Object-Centric Relational Representations for Image Generation
This addresses the need for unified conditioning in generative models for image synthesis, though it appears incremental as it builds on existing graph-based and convolutional methods.
The paper tackles the problem of conditioning image generation on structural and semantic features by proposing a method based on object-centric relational representations, which uses attributed graphs to generate layout masks and shows favorable empirical results compared to baselines.

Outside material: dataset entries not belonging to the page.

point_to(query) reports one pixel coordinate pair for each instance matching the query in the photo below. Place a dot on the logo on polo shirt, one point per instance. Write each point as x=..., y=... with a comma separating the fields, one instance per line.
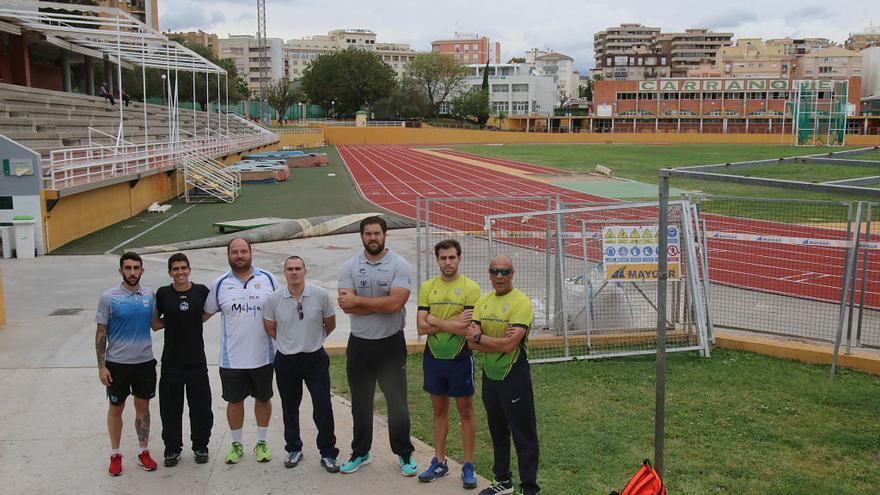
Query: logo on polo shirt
x=246, y=308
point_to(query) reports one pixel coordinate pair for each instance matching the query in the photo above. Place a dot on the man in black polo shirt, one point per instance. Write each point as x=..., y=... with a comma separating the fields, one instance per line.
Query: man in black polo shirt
x=179, y=311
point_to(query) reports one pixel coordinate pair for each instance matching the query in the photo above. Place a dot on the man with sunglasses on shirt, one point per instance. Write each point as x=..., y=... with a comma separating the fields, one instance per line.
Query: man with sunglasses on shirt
x=504, y=317
x=299, y=316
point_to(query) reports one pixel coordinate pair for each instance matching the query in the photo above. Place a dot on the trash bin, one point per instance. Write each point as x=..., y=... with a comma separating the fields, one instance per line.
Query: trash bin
x=6, y=240
x=24, y=236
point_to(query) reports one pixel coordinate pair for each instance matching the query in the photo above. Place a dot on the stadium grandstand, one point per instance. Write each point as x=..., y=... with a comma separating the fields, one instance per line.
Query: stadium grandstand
x=80, y=163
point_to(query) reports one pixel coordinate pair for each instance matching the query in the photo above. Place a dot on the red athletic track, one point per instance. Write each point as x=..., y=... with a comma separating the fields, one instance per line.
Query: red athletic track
x=393, y=176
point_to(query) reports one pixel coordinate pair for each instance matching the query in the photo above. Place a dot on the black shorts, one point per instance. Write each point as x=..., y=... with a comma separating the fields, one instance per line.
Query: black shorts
x=138, y=380
x=240, y=383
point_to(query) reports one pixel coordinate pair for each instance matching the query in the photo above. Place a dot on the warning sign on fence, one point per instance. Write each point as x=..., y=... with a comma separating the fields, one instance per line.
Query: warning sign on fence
x=630, y=252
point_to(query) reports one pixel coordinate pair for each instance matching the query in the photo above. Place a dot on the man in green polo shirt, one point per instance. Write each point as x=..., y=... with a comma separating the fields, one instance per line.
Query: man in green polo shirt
x=446, y=304
x=504, y=317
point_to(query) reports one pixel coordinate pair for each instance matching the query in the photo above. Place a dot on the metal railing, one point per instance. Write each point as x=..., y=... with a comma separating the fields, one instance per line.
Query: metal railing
x=77, y=166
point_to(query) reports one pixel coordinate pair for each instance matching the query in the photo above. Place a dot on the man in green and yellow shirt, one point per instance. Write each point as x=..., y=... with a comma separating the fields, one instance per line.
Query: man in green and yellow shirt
x=504, y=317
x=446, y=304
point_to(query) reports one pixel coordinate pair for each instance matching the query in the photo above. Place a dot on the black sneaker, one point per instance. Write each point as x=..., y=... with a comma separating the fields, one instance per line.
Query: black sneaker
x=330, y=464
x=499, y=488
x=171, y=459
x=201, y=456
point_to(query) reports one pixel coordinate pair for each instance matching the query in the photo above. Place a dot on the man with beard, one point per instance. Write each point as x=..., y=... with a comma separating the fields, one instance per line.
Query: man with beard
x=179, y=310
x=373, y=289
x=246, y=352
x=124, y=349
x=446, y=304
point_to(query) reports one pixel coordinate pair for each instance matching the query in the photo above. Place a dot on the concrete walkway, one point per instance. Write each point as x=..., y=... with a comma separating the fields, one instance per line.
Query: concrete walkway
x=52, y=418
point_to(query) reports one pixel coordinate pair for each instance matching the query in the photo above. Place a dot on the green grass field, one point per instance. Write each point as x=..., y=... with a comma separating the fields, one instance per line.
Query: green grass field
x=736, y=423
x=643, y=162
x=309, y=192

Conditioning image generation on specific features of the desired output is a key ingredient of modern generative models. However, existing approaches lack a general and unified way of representing structural and semantic conditioning at diverse granularity levels. This paper explores a novel method to condition image generation, based on object-centric relational representations. In particular, we propose a methodology to condition the generation of objects in an image on the attributed graph representing their structure and the associated semantic information. We show that such architectural biases entail properties that facilitate the manipulation and conditioning of the generative process and allow for regularizing the training procedure. The proposed conditioning framework is implemented by means of a neural network that learns to generate a 2D, multi-channel, layout mask of the objects, which can be used as a soft inductive bias in the downstream generative task. To do so, we leverage both 2D and graph convolutional operators. We also propose a novel benchmark for image generation consisting of a synthetic dataset of images paired with their relational representation. Empirical results show that the proposed approach compares favorably against relevant baselines.